JAVIER CASTELLANO, jockey of SHAMAN GHOST (third): “I had a good trip. I expected a little more speed in the race and they slowed down the second half to :48; I expected a little more speed from the 6-horse (Noble Bird), who didn’t break out of the gate. All of the strategy changed a lot after that. Now I had to chase a little bit and took some momentum away to ask my horse earlier than usual. I think that might have cost me the race a little bit. I don’t know if we could beat the winner, who was much the best in the race, but we maybe could have been second. Still, I am very satisfied with the way he did it.”

JOHN VELAZQUEZ, jockey of HOPPERTUNITY (fourth): “I tried to keep him in the clear. It takes a little while to get him going but he was in a nice rhythm. Down the lane he just weakened a little bit.
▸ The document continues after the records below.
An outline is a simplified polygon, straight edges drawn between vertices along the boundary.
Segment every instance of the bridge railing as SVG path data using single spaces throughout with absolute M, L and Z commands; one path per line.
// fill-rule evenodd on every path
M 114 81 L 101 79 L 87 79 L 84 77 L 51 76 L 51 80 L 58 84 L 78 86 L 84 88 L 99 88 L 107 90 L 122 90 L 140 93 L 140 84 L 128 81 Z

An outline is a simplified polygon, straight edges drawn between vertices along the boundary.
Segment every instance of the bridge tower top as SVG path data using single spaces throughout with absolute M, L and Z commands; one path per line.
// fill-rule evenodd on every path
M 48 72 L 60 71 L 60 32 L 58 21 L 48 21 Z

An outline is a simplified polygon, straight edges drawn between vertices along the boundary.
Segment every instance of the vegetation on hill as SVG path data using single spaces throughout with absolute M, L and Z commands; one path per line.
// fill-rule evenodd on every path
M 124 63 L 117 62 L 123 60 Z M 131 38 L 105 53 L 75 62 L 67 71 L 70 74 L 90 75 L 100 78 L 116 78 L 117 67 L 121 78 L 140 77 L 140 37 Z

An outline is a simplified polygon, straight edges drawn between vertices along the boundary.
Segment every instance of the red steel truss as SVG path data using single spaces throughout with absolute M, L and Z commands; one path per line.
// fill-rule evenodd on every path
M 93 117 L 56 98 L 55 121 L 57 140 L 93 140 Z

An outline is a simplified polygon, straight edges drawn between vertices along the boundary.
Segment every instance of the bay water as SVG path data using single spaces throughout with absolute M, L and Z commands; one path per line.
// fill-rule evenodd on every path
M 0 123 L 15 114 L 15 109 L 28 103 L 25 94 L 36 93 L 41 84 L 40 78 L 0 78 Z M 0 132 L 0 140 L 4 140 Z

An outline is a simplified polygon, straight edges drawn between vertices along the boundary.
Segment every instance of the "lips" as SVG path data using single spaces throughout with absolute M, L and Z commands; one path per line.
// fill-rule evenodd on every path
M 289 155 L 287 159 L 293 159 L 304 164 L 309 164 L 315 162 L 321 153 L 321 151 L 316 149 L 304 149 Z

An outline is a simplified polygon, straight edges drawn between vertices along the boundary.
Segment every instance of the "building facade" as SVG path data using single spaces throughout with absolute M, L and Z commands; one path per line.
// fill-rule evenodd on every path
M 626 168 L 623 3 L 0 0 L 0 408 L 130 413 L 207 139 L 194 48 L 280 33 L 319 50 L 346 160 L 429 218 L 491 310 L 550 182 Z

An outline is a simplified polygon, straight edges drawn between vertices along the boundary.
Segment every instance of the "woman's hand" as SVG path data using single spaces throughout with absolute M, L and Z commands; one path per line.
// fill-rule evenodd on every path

That’s about it.”

JUNIOR ALVARADO, jockey of EFFINEX (sixth): “He couldn’t keep up with the pace at the beginning so I just tried to see if he could settle wherever he wanted to be. He keeps trying but he couldn’t keep up with them. By the three-eighths pole I tried to put him in the clear to see if he could pick it up from there but I guess it wasn’t his day today. He didn’t give me his best today. I know he’s better than that. He wasn’t feeling it.”

MARK CASSE, trainer of NOBLE BIRD (seventh): “We know how this happens. This is the way he is. When he doesn’t break and get his way, he doesn’t fire. And that was today.”

JULIEN LEPAROUX, jockey of NOBLE BIRD (seventh): “He’s done this twice now. He just didn’t break. He stayed in the gate, and when that happens, he doesn’t run as good. I’m disappointed about the start. After that I let him run free but just didn’t have any horse after that.”